Darci: CPMF sempre se fala, mas não vamos votar. O Rodrigo Maia, presidente da Câmara dos Deputados e grande líder das reformas, já disse que não. Não tem clima para votar CPMF. Sou contra totalmente. O povo brasileiro não aguenta mais impostos e taxas.

Schettini: Os governos federal e estadual estão em qual direção? Por que são desafinados?
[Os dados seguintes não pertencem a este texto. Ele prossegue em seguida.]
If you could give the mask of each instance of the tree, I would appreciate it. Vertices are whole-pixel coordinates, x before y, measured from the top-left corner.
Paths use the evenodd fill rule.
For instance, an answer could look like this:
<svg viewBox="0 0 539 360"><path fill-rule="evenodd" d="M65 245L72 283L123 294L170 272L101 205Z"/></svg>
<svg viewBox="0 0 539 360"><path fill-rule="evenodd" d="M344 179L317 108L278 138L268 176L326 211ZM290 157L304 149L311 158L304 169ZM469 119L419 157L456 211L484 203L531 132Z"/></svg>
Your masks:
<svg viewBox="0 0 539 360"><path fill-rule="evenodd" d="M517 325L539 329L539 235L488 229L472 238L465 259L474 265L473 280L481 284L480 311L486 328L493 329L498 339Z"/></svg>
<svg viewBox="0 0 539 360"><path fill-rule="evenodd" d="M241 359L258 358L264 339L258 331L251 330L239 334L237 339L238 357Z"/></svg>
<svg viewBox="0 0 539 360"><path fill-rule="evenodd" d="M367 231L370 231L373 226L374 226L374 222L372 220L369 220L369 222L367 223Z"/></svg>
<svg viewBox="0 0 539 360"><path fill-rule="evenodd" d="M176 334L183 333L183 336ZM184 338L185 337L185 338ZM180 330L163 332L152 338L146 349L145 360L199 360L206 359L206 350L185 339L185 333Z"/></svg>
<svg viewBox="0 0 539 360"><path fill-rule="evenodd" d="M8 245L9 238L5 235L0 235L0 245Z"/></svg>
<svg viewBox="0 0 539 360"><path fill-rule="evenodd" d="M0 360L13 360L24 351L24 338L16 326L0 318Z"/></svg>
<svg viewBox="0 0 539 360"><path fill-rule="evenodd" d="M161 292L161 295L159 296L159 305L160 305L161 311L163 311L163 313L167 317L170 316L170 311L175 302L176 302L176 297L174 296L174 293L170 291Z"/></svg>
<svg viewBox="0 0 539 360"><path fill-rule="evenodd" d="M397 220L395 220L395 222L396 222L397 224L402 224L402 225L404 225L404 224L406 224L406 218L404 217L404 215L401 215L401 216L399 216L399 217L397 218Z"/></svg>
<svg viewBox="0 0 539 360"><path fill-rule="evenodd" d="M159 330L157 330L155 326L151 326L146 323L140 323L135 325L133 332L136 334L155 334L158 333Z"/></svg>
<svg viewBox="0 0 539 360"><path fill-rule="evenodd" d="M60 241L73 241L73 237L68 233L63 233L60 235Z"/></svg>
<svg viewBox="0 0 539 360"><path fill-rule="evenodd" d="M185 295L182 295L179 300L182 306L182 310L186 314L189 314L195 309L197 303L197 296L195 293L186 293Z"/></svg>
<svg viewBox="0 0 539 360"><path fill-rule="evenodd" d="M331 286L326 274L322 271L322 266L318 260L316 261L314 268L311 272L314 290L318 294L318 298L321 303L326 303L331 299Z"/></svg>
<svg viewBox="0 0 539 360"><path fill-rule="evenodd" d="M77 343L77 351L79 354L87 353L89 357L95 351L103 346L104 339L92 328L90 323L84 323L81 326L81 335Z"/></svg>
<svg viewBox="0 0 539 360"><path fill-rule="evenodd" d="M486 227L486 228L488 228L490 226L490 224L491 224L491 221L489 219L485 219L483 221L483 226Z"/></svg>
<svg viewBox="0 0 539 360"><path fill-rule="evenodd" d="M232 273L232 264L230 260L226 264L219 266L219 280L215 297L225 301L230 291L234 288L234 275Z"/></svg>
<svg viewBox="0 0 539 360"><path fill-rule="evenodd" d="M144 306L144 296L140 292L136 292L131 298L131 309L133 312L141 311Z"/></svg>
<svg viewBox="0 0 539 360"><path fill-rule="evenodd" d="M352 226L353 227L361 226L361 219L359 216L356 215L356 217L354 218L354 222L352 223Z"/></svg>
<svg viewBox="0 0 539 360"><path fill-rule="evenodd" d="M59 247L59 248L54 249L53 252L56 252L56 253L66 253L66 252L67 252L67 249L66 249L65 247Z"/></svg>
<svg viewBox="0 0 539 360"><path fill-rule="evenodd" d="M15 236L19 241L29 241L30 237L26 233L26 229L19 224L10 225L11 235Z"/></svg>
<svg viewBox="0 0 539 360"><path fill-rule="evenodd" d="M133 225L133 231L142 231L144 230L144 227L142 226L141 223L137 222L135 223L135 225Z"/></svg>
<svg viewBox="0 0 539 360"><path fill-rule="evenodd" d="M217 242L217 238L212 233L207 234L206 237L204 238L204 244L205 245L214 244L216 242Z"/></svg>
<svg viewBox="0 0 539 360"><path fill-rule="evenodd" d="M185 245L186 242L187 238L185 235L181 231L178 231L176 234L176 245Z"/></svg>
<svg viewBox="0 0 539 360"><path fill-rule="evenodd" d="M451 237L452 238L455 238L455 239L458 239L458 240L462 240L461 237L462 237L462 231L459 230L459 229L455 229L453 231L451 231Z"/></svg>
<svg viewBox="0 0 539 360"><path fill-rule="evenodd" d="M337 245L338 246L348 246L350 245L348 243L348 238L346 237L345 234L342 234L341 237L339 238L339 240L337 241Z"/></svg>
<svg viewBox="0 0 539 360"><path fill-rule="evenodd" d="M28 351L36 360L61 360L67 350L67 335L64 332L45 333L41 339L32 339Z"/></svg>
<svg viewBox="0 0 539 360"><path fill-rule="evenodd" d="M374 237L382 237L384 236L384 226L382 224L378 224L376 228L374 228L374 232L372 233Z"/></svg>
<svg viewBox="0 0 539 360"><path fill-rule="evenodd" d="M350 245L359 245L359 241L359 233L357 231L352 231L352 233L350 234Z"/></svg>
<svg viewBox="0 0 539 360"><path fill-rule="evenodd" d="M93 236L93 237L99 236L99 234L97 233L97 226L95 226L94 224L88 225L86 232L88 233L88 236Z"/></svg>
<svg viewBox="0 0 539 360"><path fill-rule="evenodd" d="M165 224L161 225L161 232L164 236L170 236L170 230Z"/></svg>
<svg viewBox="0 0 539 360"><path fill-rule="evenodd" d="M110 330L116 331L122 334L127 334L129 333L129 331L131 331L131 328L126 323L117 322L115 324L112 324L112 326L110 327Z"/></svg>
Darci: Quem tem que responder é o governo estadual e o governo federal. Eu acho que eles têm que estar alinhados. A eleição passou e nosso partido é Santa Catarina. Nosso partido é Brasil. Até porque os governos do Estado e Federal são do mesmo partido. Nós temos que buscar união, briga não constrói nada, para que nosso Estado tenha infraestrutura nas estradas, uma boa saúde, segurança e educação.

Schettini: O senhor é candidato a prefeito de Joinville?

Darci: Não posso dizer que sim, nem que não, neste momento. Vou decidir por abril ou maio do ano que vem, porque agora estou focado nas grandes reformas e na recuperação da economia do Brasil.

Schettini: Como avalia o governo Udo Döhler?

Darci: Na época eu disputei a eleição com o prefeito Udo e perdi. Então, eu tenho procurado fazer poucas críticas, sempre na linha da construção, não no sentido de destruir. Temos que pensar na cidade. Acho que ele fez um governo razoável, poderia ter feito mais obras, principalmente nos bairros da nossa cidade.

Schettini: O PSD perdeu a eleição para Carlos Moisés pelo conceito de nova política. O senhor se encaixa em que tipo de Brasil?

Darci: No da política séria e boa, que quer ajudar as pessoas. Que quer mudar o Brasil. Na política do comprometimento com as grandes reformas, também enfrentando-as nos momentos em que são amargas. Cada eleição é uma eleição, normalmente tem as ondas, que vem e passam. Mas o importante é que, quem ganhou, precisa mostrar serviço para dar uma resposta à população.